The Pandora's box argument
A common rationale scientists give for not having their work hands tied is that science is about nature, and if we don't investigate some subject somebody else will, so let us just carry on.  It's government's job to prevent abuse, isn't it?  This is the selfish argument, whether or not there is anything malicious behind it in an individual case.  But society does have the right and the precedent for keeping Pandora's box closed.  At least to some, if highly inadequate extent, our institutional review boards (IRBs) have to approve all university and government research before it can be done.  And while torture is in fact visited on countless laboratory animals with the IRBs' blessings, they do at least prohibit some things.   You can't put toxin in dining hall food to see how any people get sick, not even if you were to get students' permission first.  Science is, in some minimal sense at least, already censored.  We are not morally required to recognize that the world is out there, and anything some scientist wants to know about it is fair game.
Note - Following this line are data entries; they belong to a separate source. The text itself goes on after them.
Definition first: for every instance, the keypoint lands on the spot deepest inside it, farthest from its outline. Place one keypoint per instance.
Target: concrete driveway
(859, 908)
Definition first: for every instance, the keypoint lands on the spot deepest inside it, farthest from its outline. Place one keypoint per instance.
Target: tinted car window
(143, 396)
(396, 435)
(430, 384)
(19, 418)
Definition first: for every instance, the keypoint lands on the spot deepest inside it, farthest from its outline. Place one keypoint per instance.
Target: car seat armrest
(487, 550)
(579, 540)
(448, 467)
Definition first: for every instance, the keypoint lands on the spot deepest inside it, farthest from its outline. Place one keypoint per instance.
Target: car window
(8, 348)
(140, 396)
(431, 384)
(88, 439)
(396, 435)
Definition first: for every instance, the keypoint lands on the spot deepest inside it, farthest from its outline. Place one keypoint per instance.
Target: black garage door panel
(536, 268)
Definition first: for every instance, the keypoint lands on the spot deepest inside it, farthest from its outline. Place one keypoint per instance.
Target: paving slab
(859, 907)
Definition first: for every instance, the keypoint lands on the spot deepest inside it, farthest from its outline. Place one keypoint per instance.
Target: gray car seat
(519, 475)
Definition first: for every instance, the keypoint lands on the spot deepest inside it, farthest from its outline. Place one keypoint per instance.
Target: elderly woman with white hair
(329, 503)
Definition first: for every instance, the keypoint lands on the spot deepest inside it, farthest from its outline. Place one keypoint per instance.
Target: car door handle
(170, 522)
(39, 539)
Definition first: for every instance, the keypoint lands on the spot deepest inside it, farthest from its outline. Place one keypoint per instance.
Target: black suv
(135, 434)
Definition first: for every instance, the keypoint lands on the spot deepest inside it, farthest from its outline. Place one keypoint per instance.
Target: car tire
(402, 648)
Yet the problems are real, and maybe science can help
Greedy and self-interested as we scientists are, it is only proper to recognize that many of us are not in it just for the money.   We have a sometimes compulsive and relentless desire to understand and ameliorate problems of the world.  Viral epidemics, that could be lethal to millions or more, certainly qualify.  Scientists aren't just venal for grants, we need them to pay for our staff and equipment and so on.  We are imperfect and follow fads, but our methods are not just faddish but often do work in ways we hope.  We have a lot of understanding of genes, pathogen-host evolution, and epidemiology to be able to understand problems like we're discussing and often we can, indeed, do something about them.

So if we don't let scientists do this, we prevent what they might achieve.  We should not stifle their work for trivial reasons.